Meta CEO Mark Zuckerberg said on Threads that Vibes is a preview of some of the “new product directions” the company is exploring.

Some critics framed Meta’s new venture as a grave warning sign for how artificial intelligence, with all its potential, will be exploited.

Jake Cooper, founder of Railway, a software infrastructure platform, wrote on X that Meta’s Vibes is “not the future I would like to live in.”

“AI can and should be used for good/A partner in craft, allowing us to move faster to go farther,” he wrote. “It can also be used for evil/To hook you an infinite IV of cheap crap/Let’s choose the former please.”

This is not the first AI feature Meta rolled out that has been widely panned by critics who have been concerned with how the company targets its most vulnerable users, such as teens or lonely individuals.

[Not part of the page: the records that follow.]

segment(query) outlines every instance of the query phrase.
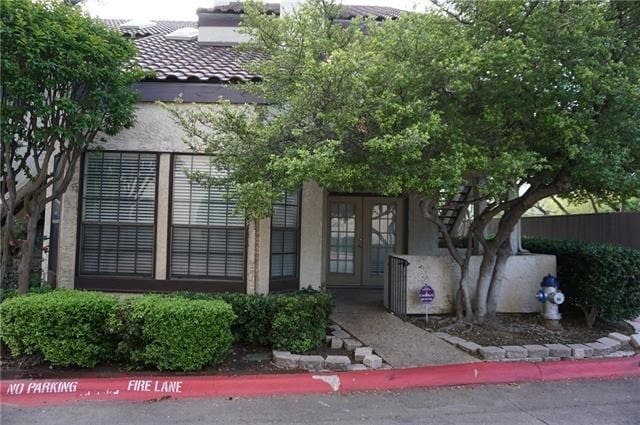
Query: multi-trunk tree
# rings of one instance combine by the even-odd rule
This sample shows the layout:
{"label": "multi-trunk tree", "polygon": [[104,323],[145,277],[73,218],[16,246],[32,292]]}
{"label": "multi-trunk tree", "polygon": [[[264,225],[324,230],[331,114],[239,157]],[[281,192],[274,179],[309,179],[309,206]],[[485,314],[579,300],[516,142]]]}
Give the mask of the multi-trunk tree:
{"label": "multi-trunk tree", "polygon": [[[142,76],[135,46],[62,1],[2,1],[1,170],[3,286],[10,246],[26,293],[38,220],[66,190],[82,152],[132,125]],[[27,236],[15,240],[15,214]]]}
{"label": "multi-trunk tree", "polygon": [[[246,89],[270,106],[170,110],[193,148],[230,170],[249,217],[267,215],[283,188],[311,180],[420,194],[461,269],[457,312],[483,321],[495,314],[525,211],[557,194],[640,191],[638,6],[446,7],[344,27],[332,2],[280,18],[251,3],[244,28],[253,41],[243,48],[260,53],[247,66],[262,82]],[[467,249],[458,249],[438,211],[464,186],[475,211]],[[483,259],[471,293],[474,244]]]}

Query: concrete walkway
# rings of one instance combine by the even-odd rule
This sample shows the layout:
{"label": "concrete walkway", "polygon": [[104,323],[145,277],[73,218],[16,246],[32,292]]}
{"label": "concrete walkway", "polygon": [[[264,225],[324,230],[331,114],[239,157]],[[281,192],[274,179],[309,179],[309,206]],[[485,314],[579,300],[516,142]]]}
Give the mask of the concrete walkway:
{"label": "concrete walkway", "polygon": [[333,320],[393,367],[477,362],[452,345],[402,321],[382,304],[382,289],[333,289]]}

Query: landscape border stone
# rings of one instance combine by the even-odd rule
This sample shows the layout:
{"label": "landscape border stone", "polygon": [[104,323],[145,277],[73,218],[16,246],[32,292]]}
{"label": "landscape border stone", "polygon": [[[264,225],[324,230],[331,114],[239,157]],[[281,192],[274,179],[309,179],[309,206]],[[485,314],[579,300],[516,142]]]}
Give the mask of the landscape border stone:
{"label": "landscape border stone", "polygon": [[[467,341],[462,340],[465,343]],[[358,371],[371,369],[391,369],[391,365],[375,354],[373,348],[367,347],[358,341],[339,325],[328,326],[328,334],[325,342],[331,349],[345,349],[353,353],[354,362],[349,356],[340,354],[304,355],[294,354],[289,351],[273,350],[273,364],[281,369],[305,369],[308,371]],[[473,343],[469,343],[473,344]],[[479,346],[478,346],[479,347]],[[365,359],[367,359],[365,361]]]}
{"label": "landscape border stone", "polygon": [[[584,344],[525,344],[502,347],[482,346],[446,332],[432,332],[431,334],[489,362],[528,361],[537,363],[588,358],[623,358],[633,356],[637,350],[640,350],[640,333],[627,336],[619,332],[611,332],[608,336],[599,338],[597,341]],[[629,348],[635,348],[635,351]]]}

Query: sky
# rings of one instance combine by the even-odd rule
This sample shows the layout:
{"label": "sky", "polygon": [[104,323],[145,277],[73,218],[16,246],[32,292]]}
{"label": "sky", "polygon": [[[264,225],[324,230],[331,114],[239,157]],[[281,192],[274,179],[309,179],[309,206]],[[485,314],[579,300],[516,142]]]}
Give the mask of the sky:
{"label": "sky", "polygon": [[[82,7],[98,18],[197,21],[196,9],[211,7],[213,3],[212,0],[85,0]],[[389,6],[403,10],[414,10],[414,7],[424,10],[427,3],[429,0],[343,0],[343,4]]]}

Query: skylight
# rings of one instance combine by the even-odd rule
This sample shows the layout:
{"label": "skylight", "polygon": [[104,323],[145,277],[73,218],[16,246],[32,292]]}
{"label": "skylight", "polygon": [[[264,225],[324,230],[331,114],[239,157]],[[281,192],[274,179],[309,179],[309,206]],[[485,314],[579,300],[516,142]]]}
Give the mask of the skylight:
{"label": "skylight", "polygon": [[156,23],[153,21],[145,21],[143,19],[132,19],[120,25],[120,28],[125,30],[142,30],[145,28],[151,28],[155,25]]}
{"label": "skylight", "polygon": [[198,38],[198,28],[180,28],[167,35],[167,40],[192,41]]}

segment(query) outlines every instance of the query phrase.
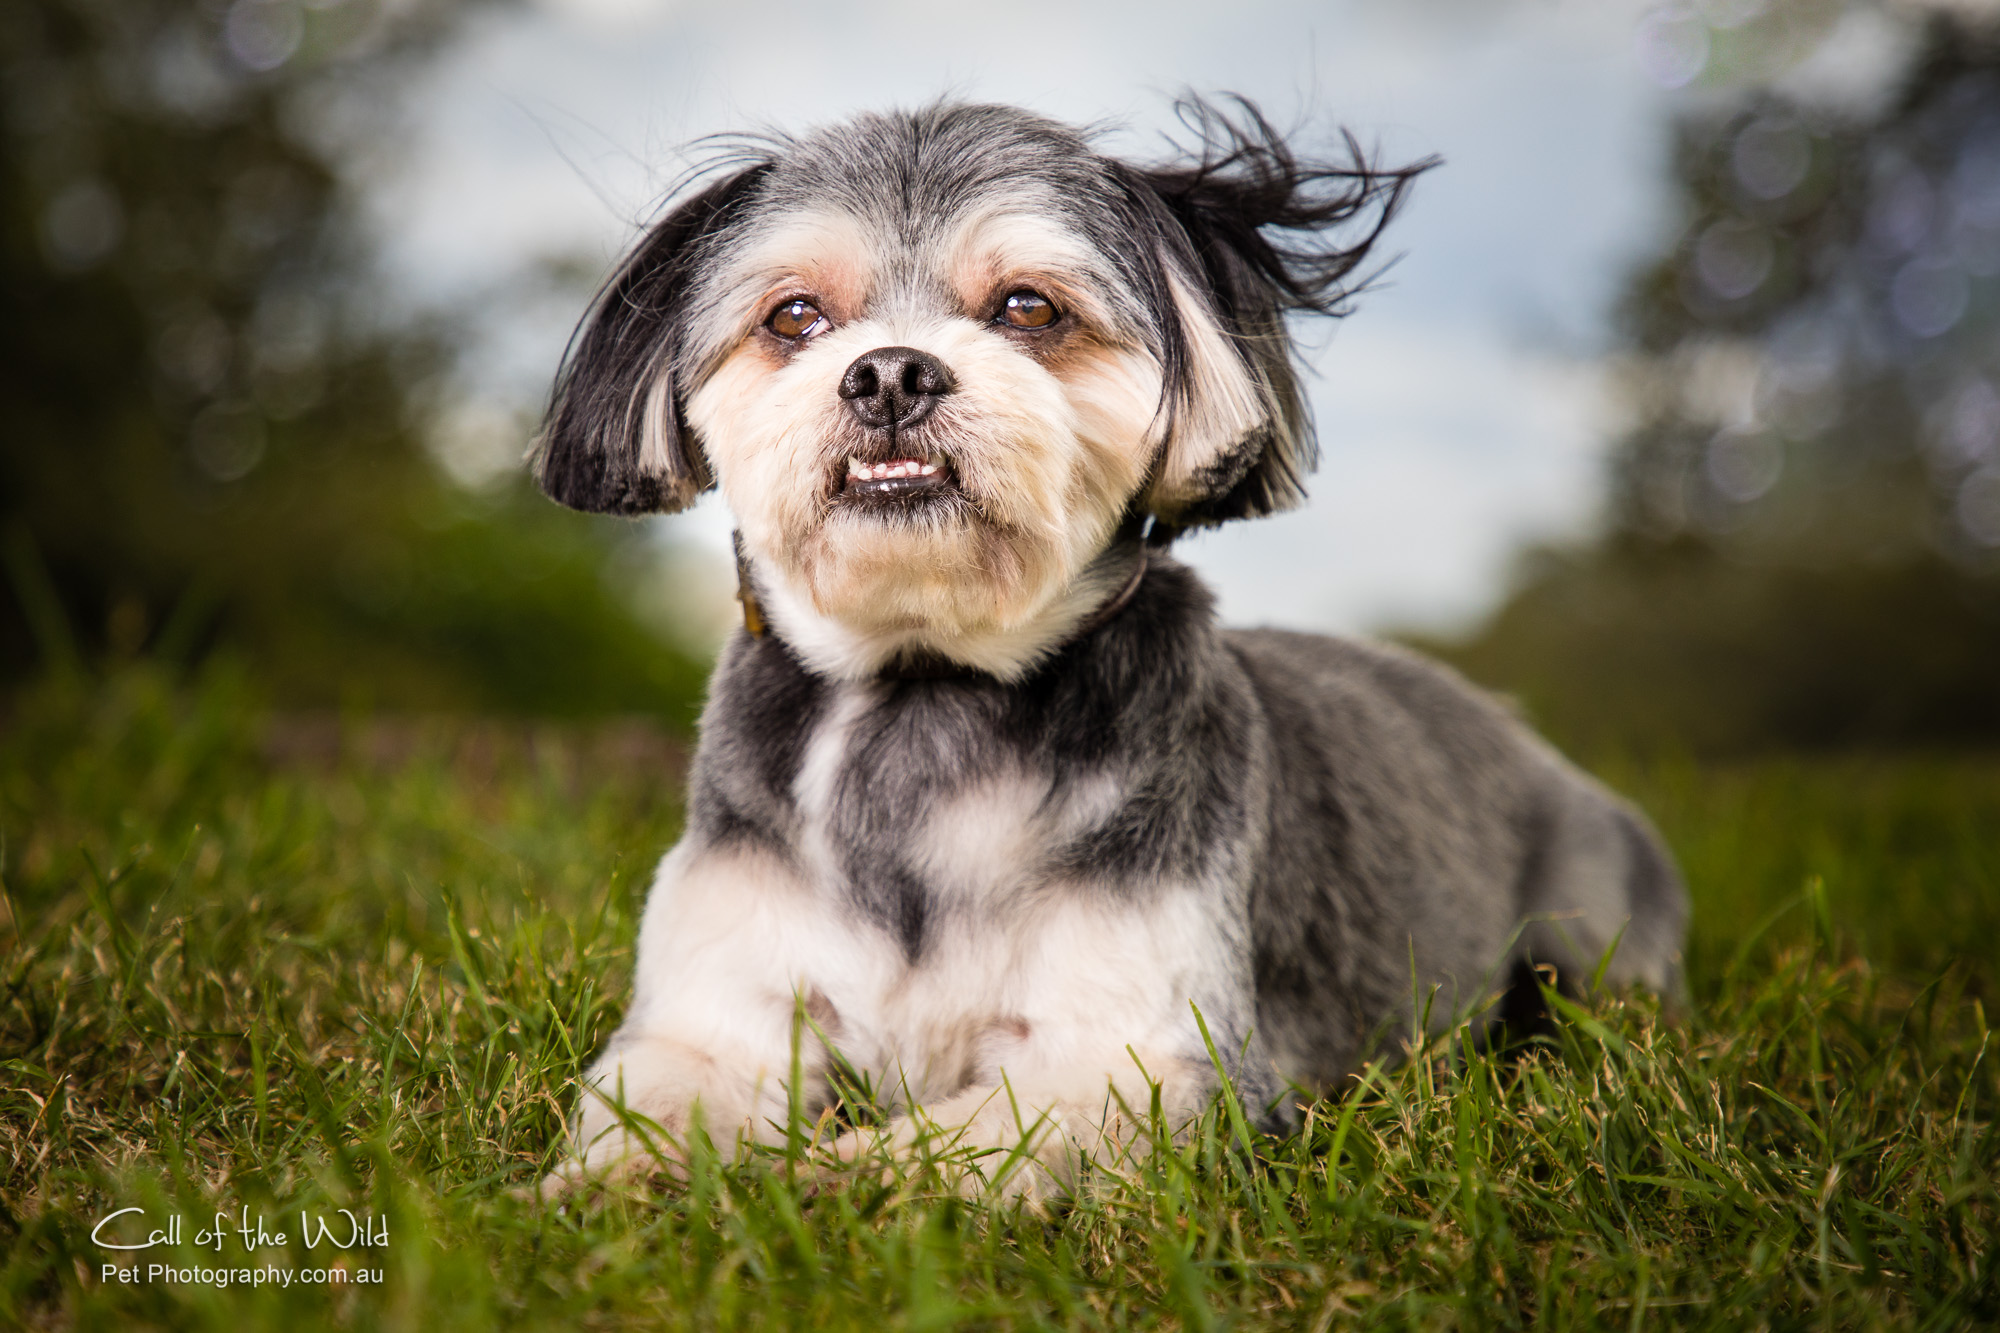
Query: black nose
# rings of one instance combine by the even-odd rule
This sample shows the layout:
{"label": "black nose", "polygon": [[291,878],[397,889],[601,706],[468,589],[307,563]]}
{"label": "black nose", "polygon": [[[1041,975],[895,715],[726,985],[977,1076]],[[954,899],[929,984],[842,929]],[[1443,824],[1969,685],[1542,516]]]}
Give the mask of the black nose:
{"label": "black nose", "polygon": [[840,396],[875,430],[907,430],[951,392],[951,372],[914,347],[878,347],[854,358],[840,377]]}

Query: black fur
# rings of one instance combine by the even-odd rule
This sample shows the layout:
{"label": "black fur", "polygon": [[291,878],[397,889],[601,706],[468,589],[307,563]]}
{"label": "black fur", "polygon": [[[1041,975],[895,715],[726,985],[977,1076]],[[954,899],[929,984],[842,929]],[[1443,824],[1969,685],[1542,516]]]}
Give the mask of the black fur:
{"label": "black fur", "polygon": [[[1205,280],[1237,347],[1261,384],[1272,425],[1219,461],[1208,498],[1174,516],[1182,526],[1255,518],[1305,497],[1305,474],[1319,450],[1292,364],[1286,316],[1340,316],[1359,285],[1348,279],[1367,261],[1410,185],[1438,159],[1383,168],[1352,135],[1345,162],[1301,160],[1257,107],[1235,99],[1236,115],[1199,98],[1180,104],[1199,146],[1182,161],[1116,168],[1146,218],[1156,253]],[[1373,216],[1370,217],[1372,212]],[[1336,229],[1357,220],[1343,243]],[[1162,316],[1170,392],[1186,392],[1186,349],[1171,310]],[[1177,405],[1177,402],[1176,402]],[[1278,433],[1296,441],[1272,448]]]}
{"label": "black fur", "polygon": [[[1525,747],[1517,724],[1441,668],[1312,635],[1218,630],[1199,580],[1154,560],[1116,619],[1018,685],[974,675],[861,687],[876,694],[845,747],[830,831],[853,912],[907,965],[923,964],[939,913],[954,910],[908,859],[908,830],[996,773],[1040,775],[1055,807],[1109,766],[1126,784],[1116,810],[1024,878],[1125,901],[1246,883],[1254,988],[1205,1004],[1219,1027],[1255,1033],[1253,1057],[1283,1052],[1296,1082],[1335,1083],[1386,1024],[1407,1021],[1413,990],[1439,1022],[1501,994],[1489,1017],[1531,1029],[1539,993],[1518,969],[1553,958],[1574,989],[1598,961],[1587,951],[1617,928],[1580,923],[1576,947],[1532,957],[1522,940],[1512,961],[1500,951],[1531,905],[1562,892],[1551,886],[1578,826],[1601,823],[1619,840],[1626,910],[1669,927],[1621,947],[1641,969],[1665,966],[1684,899],[1629,811]],[[744,809],[797,827],[798,738],[822,715],[778,710],[810,697],[811,682],[772,641],[737,638],[703,722],[697,845],[733,836],[717,821]],[[1218,910],[1226,934],[1227,904]]]}
{"label": "black fur", "polygon": [[[1170,269],[1220,318],[1265,399],[1266,427],[1216,460],[1194,504],[1160,517],[1185,527],[1296,505],[1318,454],[1285,318],[1345,312],[1348,280],[1433,161],[1377,167],[1351,137],[1345,162],[1307,161],[1247,101],[1234,114],[1193,99],[1182,111],[1199,143],[1154,166],[1105,157],[1075,131],[1011,107],[949,103],[740,145],[733,174],[657,223],[578,326],[537,443],[536,479],[561,504],[615,514],[672,513],[713,484],[680,413],[712,359],[688,337],[689,287],[756,217],[837,204],[907,231],[1032,182],[1115,270],[1112,286],[1165,372],[1169,434],[1192,392]],[[1349,224],[1359,234],[1340,239]],[[644,413],[663,378],[666,457],[647,470]]]}
{"label": "black fur", "polygon": [[[681,420],[672,383],[682,305],[704,242],[725,229],[769,172],[759,164],[676,206],[620,265],[577,326],[535,444],[535,480],[550,499],[598,514],[670,514],[714,484]],[[667,377],[657,423],[664,458],[641,466],[643,413]]]}
{"label": "black fur", "polygon": [[[705,377],[746,337],[777,336],[755,333],[761,316],[744,308],[746,291],[768,290],[760,236],[790,243],[763,229],[822,225],[827,209],[851,223],[870,267],[867,295],[848,299],[886,330],[968,316],[976,298],[955,289],[946,258],[954,238],[995,211],[1028,215],[1060,224],[1026,234],[1053,237],[1057,278],[1100,303],[1095,336],[1128,354],[1116,364],[1151,354],[1155,366],[1105,373],[1150,386],[1157,368],[1167,425],[1140,482],[1152,444],[1140,400],[1119,487],[1088,518],[1122,509],[1116,536],[1069,529],[1101,549],[1078,543],[1026,620],[997,630],[932,609],[943,602],[885,603],[900,564],[871,569],[847,602],[816,600],[787,561],[801,542],[838,553],[854,533],[760,530],[764,497],[741,493],[729,469],[766,461],[756,450],[770,418],[747,444],[717,440],[768,631],[735,635],[717,667],[632,1007],[589,1075],[584,1162],[632,1150],[608,1098],[673,1133],[698,1101],[711,1129],[768,1139],[793,1108],[826,1104],[845,1060],[899,1086],[901,1105],[942,1107],[992,1162],[1059,1126],[1068,1138],[1035,1153],[1061,1176],[1064,1144],[1090,1154],[1094,1133],[1116,1138],[1112,1089],[1189,1116],[1220,1059],[1277,1127],[1296,1111],[1287,1085],[1340,1086],[1388,1029],[1440,1031],[1467,1014],[1479,1030],[1537,1021],[1534,968],[1552,965],[1572,991],[1600,965],[1614,985],[1678,987],[1685,895],[1635,812],[1441,667],[1219,629],[1207,589],[1166,556],[1180,527],[1298,501],[1315,451],[1286,319],[1345,310],[1428,165],[1379,170],[1352,140],[1344,164],[1301,160],[1247,103],[1233,114],[1195,103],[1187,116],[1199,145],[1154,167],[1005,107],[940,105],[768,140],[647,237],[579,333],[542,484],[585,508],[679,507],[711,480],[699,442],[676,397],[652,423],[664,457],[642,467],[643,413],[670,385],[726,428],[702,392],[721,382]],[[1339,239],[1350,224],[1359,235]],[[792,353],[767,343],[765,354]],[[1215,359],[1229,355],[1261,399],[1261,426],[1228,401],[1244,388]],[[1220,386],[1216,403],[1201,401],[1204,385]],[[824,386],[827,402],[836,387]],[[802,415],[810,429],[796,433],[823,443],[829,419]],[[1003,455],[1021,443],[976,411],[955,429]],[[908,560],[952,548],[897,549]],[[971,560],[939,572],[957,591],[988,577]],[[871,619],[912,604],[899,613],[910,624]],[[826,1041],[794,1044],[801,1003]],[[1142,1050],[1152,1064],[1134,1082]],[[806,1085],[787,1093],[795,1068]]]}

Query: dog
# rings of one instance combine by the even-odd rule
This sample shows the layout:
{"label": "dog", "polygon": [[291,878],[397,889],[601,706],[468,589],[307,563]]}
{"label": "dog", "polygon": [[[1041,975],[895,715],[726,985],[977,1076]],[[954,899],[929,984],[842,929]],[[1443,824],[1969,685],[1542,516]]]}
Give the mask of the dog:
{"label": "dog", "polygon": [[719,489],[745,625],[558,1186],[698,1125],[783,1143],[844,1067],[892,1142],[1039,1197],[1225,1073],[1294,1125],[1413,1005],[1484,1031],[1529,969],[1679,987],[1637,811],[1442,667],[1218,628],[1172,558],[1300,502],[1287,320],[1346,312],[1430,165],[1184,111],[1150,166],[963,103],[754,141],[579,325],[537,480],[625,515]]}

After Meta unveiled chatbots, Business Insider’s senior correspondent Amanda Hoover wrote how Meta seems intent on luring more users to artificial friends amid the loneliness epidemic.

In August, the company had to tweak its AI chatbot so that it would stop engaging in romantic conversations with children.

Shyam Sankar, chief technology officer of Palantir Technologies, wrote on X that he found some comfort that many users appeared to “categorically reject this AI slop.”

He said AI shouldn’t be use for “frivolous pursuits that further fracture our attention and connection to humanity.” Instead, the technology should be used to “empower the American worker,” echoing the position of Palantir’s cofounder, Alex Karp, who often talks about how the tech industry should refocus its priorities on urgent challenges faced by the West.